レゴとMITが協力してレゴロボットを開発した経緯

レゴとMITが協力してレゴロボットを開発した経緯

マインドストームに乾杯!自分で組み立てられるレゴロボットブランド、マインドストームは来年末に生産終了となるが、だからといって私たちの心の中で永遠に生き続けるわけではない。しかし、もう少しで実現しなかった。イェンス・アンダーセンは著書『レゴ・ストーリー』の中で、木製のアヒルの製造からハリウッド映画製作へと成長を遂げたこの玩具会社について書いている。特に興味深いのは、レゴ創業者オーレ・カーク・クリスチャンセンの孫であり、レゴ「システム」の設計者ゴッドフレッド・カーク・クリスチャンセンの息子でもあるケルド・カーク・クリスチャンセンが率いるレゴ社が、80年代に携帯型ゲーム機の成功をめぐる世論の煽りに屈することなく、コンピューターと連携するセットの開発に真っ向から取り組んだ経緯を記した部分だ。レゴ社がMITと共同で行った初期のロボット実験はマインドストームとは名付けられていなかったが、1998年に最終的に発売される製品ラインの基礎を築いた。

以下は第7章「遊び」からの抜粋です。


これまで以上に、レゴは油断なく、油断なく行動する必要がありました。1980年代初頭、業界全体が未知の課題に直面しました。携帯型ゲーム機の登場です。携帯型ゲーム機は突如として伝統的な遊びを破壊し、クリスマスを前に多くの顧客のウィッシュリストを塗り替えました。ビルンでは、当初、この状況は極めて冷静に受け止められていました。ある新聞がレゴグループに来年何か電子機器を発売する予定があるかと尋ねたところ、広報責任者のピーター・アンベック=マドセンはこう答えました。「玩具市場におけるこうした厄介な電子機器のハチの攻撃によって、製品開発計画を変更したことはありません。しかし、電子ゲームの爆発的な成長は、私たちが常に油断できない状況に陥る要因となっています。」

キエルド:個人的には、最初の携帯型ゲーム機、そして後にジョイスティック付きの大型ゲーム機にも魅了されました。玩具会社として、新しい競争相手を恐れていたわけではありません。少なくとも当初は。もちろん、レゴ体験にデジタル要素をどのように取り入れられるかについては、何度も話し合いました。祖父から機械やテクノロジーへの好奇心を受け継いだ私は、その点について真剣に考えました。

ゲーム機を無視できないことはすぐに明らかになった。1980年代初頭のデンマークの小学生たちは、学校の休み時間になると合成音響効果の壁に囲まれ、手に握った小さな機器をじっと見つめながら、親指で電光石火の速さでボタンを押し、様々なコマンドを発していた。ドンキーコング、オクトパス、マリオブラザーズなどは、日本で発明・開発されたゲーム機でプレイできるゲームのほんの一部に過ぎなかった。

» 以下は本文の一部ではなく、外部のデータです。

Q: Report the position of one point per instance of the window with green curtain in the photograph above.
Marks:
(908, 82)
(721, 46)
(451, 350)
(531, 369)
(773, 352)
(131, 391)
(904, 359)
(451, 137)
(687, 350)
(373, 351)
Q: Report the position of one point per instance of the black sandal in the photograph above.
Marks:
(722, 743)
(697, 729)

携帯型ゲーム機は記録的な速さで、存在を脅かす問題となりました。親や教師たちはビープ音やブーブー音に激怒し、デンマークの玩具店の中には、健全な遊びを損なうという批判を受け、当初は取り扱いを一切拒否するところもありました。デンマークの大手百貨店マガザンのヘッドバイヤーは、これらのゲームを「ビープ音ばかり」と呼び、レゴの経営陣と同様に、一時的な流行に過ぎないと考えていました。デンマークの多くの保育施設も、この「反社会的な」新しいタイプのゲームにやや慎重な姿勢を示し、いくつかの放課後クラブでは子供たちに電子機器の持ち込みを禁止しました。コリングにあるそのような施設の一つの責任者は、1983年の春にこう語っています。

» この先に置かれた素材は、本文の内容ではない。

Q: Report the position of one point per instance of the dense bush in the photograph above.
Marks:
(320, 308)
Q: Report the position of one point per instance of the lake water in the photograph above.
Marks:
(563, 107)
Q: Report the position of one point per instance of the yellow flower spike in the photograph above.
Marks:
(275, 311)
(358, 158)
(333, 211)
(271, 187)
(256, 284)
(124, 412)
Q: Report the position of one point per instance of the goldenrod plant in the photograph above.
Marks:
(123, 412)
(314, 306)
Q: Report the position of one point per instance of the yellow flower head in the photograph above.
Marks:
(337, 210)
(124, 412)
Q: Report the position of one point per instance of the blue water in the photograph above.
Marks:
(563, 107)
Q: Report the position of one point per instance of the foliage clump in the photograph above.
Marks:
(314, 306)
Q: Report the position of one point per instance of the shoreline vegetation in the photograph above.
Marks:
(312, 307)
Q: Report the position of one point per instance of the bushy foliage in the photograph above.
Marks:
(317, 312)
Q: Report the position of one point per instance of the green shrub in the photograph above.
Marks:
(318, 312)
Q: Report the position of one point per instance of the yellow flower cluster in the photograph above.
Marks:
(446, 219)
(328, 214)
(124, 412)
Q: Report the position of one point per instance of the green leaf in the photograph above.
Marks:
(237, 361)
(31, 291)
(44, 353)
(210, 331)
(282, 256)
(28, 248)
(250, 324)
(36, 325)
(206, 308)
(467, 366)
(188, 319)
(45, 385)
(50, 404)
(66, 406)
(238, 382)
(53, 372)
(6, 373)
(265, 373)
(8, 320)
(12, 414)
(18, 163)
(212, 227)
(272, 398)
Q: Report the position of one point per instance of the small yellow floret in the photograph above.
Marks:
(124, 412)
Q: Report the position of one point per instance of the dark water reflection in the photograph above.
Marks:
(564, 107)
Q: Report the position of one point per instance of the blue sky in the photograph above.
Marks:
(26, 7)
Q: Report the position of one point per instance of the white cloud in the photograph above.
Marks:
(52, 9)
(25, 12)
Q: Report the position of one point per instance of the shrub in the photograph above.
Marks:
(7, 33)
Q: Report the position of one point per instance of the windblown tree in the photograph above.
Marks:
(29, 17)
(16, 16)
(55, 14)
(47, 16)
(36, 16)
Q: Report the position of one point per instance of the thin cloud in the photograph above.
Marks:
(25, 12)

もう我慢の限界です。クリスマス直前にこの手のゲームが大流行し、イースター前は最悪の状況でした。子供たちは不気味なほど消極的になりました。端末を持って一人で遊ぶので、他の子供たちと交流する意欲が全く湧きません。それどころか、他の子供がプレイヤーの光を遮ると、攻撃的な行動に発展することもあります。

今日では、こうした強い反応は、古風な歴史的逸話のレベルにまで追いやられています。真実は、ビープ音を発する携帯電話の波、そしてすぐにコモドール64や任天堂の革新的なゲームボーイといったゲーム機の登場は、2000年代初頭まで、先進国のほとんどの子供やティーンエイジャーの寝室を席巻することになるデジタルハードウェアの津波の前兆に過ぎなかったということです。その後10年間で、子供たちの遊び方、一人であれ、他の人とあれ、特に何を使って遊ぶかは、パラダイムシフトを遂げました。

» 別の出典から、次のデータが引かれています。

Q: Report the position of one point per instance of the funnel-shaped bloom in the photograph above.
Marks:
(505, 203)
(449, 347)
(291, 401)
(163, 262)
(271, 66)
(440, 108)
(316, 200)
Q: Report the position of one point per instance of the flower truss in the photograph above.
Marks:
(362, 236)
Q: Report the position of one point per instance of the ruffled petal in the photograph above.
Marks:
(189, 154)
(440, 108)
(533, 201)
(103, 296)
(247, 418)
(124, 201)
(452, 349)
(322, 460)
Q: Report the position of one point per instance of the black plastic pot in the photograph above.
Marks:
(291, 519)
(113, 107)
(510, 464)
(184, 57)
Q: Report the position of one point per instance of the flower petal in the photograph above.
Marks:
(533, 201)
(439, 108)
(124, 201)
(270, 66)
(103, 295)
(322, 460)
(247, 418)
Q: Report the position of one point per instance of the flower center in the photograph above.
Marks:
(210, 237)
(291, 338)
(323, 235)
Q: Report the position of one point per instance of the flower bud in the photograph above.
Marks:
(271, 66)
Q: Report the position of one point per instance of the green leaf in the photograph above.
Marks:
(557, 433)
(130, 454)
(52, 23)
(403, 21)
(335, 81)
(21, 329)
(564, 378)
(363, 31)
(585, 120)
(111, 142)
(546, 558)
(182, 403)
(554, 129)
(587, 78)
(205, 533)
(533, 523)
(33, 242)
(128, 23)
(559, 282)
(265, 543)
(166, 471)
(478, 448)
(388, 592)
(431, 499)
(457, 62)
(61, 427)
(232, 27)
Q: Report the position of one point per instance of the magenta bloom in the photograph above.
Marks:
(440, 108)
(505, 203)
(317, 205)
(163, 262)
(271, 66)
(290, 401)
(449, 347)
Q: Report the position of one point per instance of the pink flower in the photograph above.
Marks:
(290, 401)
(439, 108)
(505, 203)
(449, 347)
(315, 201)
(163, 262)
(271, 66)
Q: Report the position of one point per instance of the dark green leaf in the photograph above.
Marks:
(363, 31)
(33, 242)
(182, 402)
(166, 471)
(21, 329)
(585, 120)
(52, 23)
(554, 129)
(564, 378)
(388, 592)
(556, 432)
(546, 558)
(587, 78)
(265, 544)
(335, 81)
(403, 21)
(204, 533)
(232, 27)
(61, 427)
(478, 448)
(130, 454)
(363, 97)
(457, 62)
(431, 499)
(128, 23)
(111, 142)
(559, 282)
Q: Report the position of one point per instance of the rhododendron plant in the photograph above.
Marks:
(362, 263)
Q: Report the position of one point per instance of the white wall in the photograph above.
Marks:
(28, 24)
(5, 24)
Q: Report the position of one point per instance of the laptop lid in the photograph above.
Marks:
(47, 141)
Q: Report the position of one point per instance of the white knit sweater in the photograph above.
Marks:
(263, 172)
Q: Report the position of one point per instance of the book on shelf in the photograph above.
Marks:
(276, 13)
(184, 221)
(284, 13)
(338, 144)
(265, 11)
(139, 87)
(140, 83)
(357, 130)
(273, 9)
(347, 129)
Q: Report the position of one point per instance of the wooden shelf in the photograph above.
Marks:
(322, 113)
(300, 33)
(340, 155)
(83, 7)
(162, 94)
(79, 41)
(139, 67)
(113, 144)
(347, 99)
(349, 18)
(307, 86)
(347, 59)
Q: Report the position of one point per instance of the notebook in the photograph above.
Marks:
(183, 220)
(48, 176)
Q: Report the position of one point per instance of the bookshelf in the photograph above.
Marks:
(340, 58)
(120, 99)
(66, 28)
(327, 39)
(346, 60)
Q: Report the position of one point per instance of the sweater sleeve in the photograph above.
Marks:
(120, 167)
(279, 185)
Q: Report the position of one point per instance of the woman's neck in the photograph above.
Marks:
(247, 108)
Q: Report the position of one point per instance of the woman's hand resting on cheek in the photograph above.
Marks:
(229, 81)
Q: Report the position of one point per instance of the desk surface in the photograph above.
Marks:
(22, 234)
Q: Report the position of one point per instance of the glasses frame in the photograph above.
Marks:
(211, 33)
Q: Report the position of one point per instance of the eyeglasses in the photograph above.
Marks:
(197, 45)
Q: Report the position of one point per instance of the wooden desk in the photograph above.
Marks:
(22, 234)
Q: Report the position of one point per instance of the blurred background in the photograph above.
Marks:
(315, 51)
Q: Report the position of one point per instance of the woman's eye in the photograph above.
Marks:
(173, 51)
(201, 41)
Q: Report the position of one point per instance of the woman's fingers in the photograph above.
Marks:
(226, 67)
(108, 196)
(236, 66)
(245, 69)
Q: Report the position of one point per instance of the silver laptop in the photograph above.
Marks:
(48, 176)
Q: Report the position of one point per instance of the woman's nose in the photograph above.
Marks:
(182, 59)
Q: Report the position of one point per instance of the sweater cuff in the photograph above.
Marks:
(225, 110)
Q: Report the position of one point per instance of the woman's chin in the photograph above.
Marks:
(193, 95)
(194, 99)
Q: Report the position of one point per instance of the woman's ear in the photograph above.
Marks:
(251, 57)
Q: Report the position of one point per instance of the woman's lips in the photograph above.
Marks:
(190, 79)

当初、レゴは懐疑的な姿勢を示し、ゲームは一時的な流行に過ぎないと考えていました。1983年春、デンマークの有力経済紙の一つであるベルセン紙が、世界的に有名な玩具会社であるレゴの特集記事を掲載した際、前任のマネージングディレクターと現任のマネージングディレクターは共に、電子ゲームがレゴの継続的な成長を脅かすとは考えていないと公言しました。この問題に関して、父と息子の考えは一致していたようです。ゴッドフレッド氏は、「玩具業界において、私たちは世界で最も成功している企業の一つであり、こうした電子ゲームの人気には全く驚いていません」と述べています。

しかし、ベルセンの記者は両世代の間に亀裂を感じ取り、息子にレゴが電子玩具の製造を始めるかどうかについて質問した。記者は、レゴが最近デンマーク最大の出版社と提携し、ファブランドの世界の物語を題材にした書籍シリーズを出版すると発表したばかりで、レゴ映画に関する噂も飛び交っていることから、それはあり得ないことではないと主張した。では、レゴは今後もコアビジネスから遠ざかっていくのだろうか?

キエルド氏はこれを否定したが、次のように付け加えた。

もちろん、関連性があると判断したあらゆる新技術を採用しないという意味ではありません。採用するのは、その新技術が私たちの目的を達成できる場合のみです。技術そのもののために新技術を製品に導入することはありません。電子機器を使用する場合でも、モーターなどの技術を長年、製品ラインナップの一部として自然に取り入れてきたように、自然な形で組み込まれます。

コンピューターオタクのケルドは、レゴが新しいテクノロジー、つまり遊びと教育の交差点、つまり学校という分野に独自の地位を確立することを既に予見していました。1980年から1981年にかけて、レゴのデザイナーたちは様々な分野や教育形態の教育者や専門家と協力し、デュプロのCMには「小さな手で楽しく学ぼう」というスローガンが掲げられました。

その後数年間、玩具の教育的側面はさらに強調されました。レゴは、教師、生徒、そして生後18ヶ月以上の幼児を対象とした、テクノロジーを活用した様々な組み立てプロジェクトの提案に取り組み、「レゴ エデュケーション」という新製品ラインを立ち上げました。1985年にはレゴ テクニック1が発売され、その数年後にはレゴ デュプロ モザイクが発売されました。また、教師が無料の教育アクティビティや、2つのセットの説明書やアクティビティパックをダウンロードできる学習ポータルも開設しました。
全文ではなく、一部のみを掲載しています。